What are your inspirations currently and how do they help you create?
I was captivated as a child by the dense, intricate, and often dark or morbid illustrations in old gothic fairytale books like Grimm's. Some lasting inspirations are Albrecht Dürer Arthur Rackham, artists from the Brandywine School and the Vienna Secession like Koloman Moser, Howard Pyle, and Norbertine Von Bresslern-Roth. I enjoy applying the symbolic language of fables, allegories, fairy tales, and parables to concepts I have knocking about my head. I especially like to apply these influences when I work with my burner tool on wood. I lean into detailed line-work when I use this process, and overlay that with transparent glazes of oil paint. For this particular group of pieces, I sought out some materials that would talk back to me as I worked. With the help of my friends at Harvest Lumber, I got my hands on several hefty chunks of bark-encrusted timber that are all kinds of odd organic shapes. I found myself unable to move forward with each piece until I’d allowed the knotty grain of the wood to dictate something about the imagery or composition. So each piece represents a sort of agreement that the material and I came to, together. All of these pieces illustrate a fragment or moment from a larger narrative that wrote itself in my head as I was worked on them, and I’ve inadvertently composed little paragraphs that hint at the possibility of larger stories. I may include these little snippets of words in the show.

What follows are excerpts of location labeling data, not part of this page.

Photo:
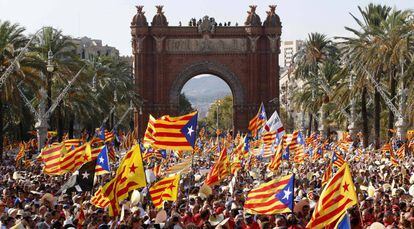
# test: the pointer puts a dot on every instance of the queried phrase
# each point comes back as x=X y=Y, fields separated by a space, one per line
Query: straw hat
x=215 y=219
x=197 y=177
x=223 y=223
x=17 y=175
x=299 y=206
x=135 y=197
x=386 y=186
x=411 y=190
x=412 y=179
x=161 y=216
x=205 y=190
x=48 y=197
x=377 y=225
x=12 y=212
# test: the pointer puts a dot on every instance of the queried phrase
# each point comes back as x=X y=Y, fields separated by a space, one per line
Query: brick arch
x=166 y=57
x=207 y=67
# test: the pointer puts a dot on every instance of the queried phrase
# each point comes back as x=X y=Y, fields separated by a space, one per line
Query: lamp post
x=218 y=105
x=42 y=121
x=352 y=122
x=401 y=124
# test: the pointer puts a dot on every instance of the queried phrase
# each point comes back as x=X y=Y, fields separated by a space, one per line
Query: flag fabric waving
x=102 y=162
x=276 y=161
x=130 y=175
x=149 y=132
x=165 y=189
x=337 y=196
x=86 y=176
x=275 y=124
x=51 y=159
x=344 y=222
x=258 y=121
x=337 y=159
x=272 y=197
x=175 y=133
x=21 y=152
x=220 y=169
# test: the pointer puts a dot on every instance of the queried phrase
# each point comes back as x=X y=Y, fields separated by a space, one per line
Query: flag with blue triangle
x=102 y=162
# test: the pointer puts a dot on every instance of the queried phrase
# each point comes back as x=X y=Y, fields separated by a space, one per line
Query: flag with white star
x=102 y=162
x=86 y=175
x=258 y=121
x=175 y=133
x=273 y=197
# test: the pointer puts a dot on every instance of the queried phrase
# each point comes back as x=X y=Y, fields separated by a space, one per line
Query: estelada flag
x=51 y=158
x=129 y=176
x=175 y=133
x=220 y=169
x=165 y=190
x=338 y=195
x=273 y=197
x=258 y=121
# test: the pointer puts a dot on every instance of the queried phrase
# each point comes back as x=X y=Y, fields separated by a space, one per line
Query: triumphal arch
x=245 y=56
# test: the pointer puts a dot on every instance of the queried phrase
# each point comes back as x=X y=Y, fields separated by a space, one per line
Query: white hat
x=161 y=216
x=412 y=179
x=411 y=190
x=377 y=225
x=215 y=219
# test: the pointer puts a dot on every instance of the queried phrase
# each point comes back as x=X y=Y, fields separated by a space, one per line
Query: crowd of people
x=31 y=199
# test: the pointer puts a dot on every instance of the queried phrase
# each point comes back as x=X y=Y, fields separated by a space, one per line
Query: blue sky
x=109 y=20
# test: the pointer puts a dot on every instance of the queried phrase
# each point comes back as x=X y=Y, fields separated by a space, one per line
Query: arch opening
x=230 y=85
x=212 y=97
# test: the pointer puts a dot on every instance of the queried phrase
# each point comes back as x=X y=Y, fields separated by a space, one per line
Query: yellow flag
x=338 y=195
x=165 y=189
x=129 y=176
x=132 y=173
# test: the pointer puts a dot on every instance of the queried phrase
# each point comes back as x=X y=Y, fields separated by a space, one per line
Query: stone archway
x=207 y=67
x=246 y=57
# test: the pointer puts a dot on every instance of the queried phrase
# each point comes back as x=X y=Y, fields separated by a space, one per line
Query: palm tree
x=363 y=53
x=11 y=42
x=65 y=63
x=317 y=49
x=393 y=49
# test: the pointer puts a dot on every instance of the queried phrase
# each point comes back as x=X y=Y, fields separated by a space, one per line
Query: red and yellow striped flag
x=99 y=199
x=220 y=169
x=268 y=143
x=149 y=132
x=258 y=121
x=130 y=175
x=276 y=161
x=76 y=142
x=74 y=159
x=327 y=174
x=175 y=133
x=400 y=152
x=272 y=197
x=165 y=190
x=337 y=196
x=51 y=158
x=337 y=159
x=21 y=152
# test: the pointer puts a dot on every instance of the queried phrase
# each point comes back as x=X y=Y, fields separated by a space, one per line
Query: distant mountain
x=203 y=90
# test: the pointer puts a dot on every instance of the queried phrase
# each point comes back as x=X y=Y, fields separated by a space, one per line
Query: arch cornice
x=207 y=67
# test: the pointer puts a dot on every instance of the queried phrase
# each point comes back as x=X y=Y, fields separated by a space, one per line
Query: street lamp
x=42 y=122
x=218 y=104
x=49 y=66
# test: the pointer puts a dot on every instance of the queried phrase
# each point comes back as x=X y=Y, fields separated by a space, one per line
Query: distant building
x=289 y=84
x=89 y=49
x=288 y=51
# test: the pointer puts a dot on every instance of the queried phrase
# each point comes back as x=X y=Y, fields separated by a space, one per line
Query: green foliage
x=225 y=115
x=184 y=105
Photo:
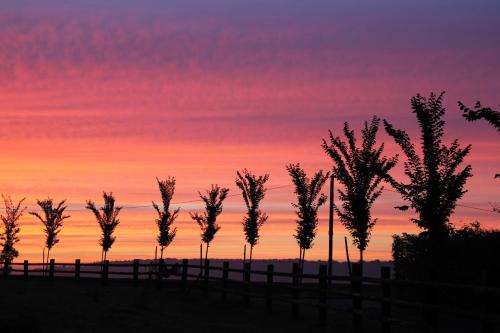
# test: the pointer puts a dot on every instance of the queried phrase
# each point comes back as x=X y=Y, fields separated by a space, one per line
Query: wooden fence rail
x=304 y=290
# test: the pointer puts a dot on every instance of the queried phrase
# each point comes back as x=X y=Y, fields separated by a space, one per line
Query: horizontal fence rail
x=326 y=294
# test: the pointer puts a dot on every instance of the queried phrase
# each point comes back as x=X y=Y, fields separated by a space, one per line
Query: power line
x=269 y=189
x=176 y=203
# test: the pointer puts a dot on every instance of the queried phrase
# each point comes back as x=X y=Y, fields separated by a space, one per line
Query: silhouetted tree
x=52 y=220
x=434 y=185
x=208 y=219
x=11 y=228
x=309 y=199
x=253 y=191
x=166 y=217
x=360 y=171
x=480 y=112
x=107 y=217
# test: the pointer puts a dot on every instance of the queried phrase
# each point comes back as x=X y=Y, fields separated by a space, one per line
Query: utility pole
x=330 y=234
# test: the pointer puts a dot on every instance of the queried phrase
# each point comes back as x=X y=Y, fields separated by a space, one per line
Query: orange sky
x=99 y=98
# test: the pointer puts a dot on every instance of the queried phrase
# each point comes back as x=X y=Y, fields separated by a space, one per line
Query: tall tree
x=309 y=199
x=166 y=217
x=208 y=219
x=11 y=228
x=107 y=218
x=480 y=112
x=435 y=181
x=360 y=170
x=253 y=191
x=52 y=220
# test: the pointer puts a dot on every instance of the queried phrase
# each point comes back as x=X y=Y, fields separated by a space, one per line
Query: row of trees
x=435 y=184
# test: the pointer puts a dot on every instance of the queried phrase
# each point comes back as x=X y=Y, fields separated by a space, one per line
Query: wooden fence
x=389 y=298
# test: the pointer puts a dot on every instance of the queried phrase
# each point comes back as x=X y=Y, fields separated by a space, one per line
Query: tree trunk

What’s some advice you would give to someone interested in creating art as a career?
Oh man. Don’t get discouraged? Trying to turn a passion for art into a career is a big challenge, a constant struggle, and a rollercoaster. But also it is so very rewarding. Try to figure out what’s important to you and make sure that you’re willing to make the sacrifices necessary to get yourself rolling. Make sure you don’t mind being really broke sometimes. Seek out mentors. Expand your sphere of influences at every opportunity. Learn from those around you. Stay humble. Work as much as you can.
Any projects that you have in the works that you’re excited about?
I just finished artwork for a screen print that my friend Elizabeth Kovach (Salty Broad Press) is printing and releasing in Chicago. It’s a three-color print that uses transparent overlay to make five colors, and I’ve very excited to see it come off the press. I also have an as-yet unreleased beer can collaboration in the works that I’m pretty stoked on, using one of my watercolors.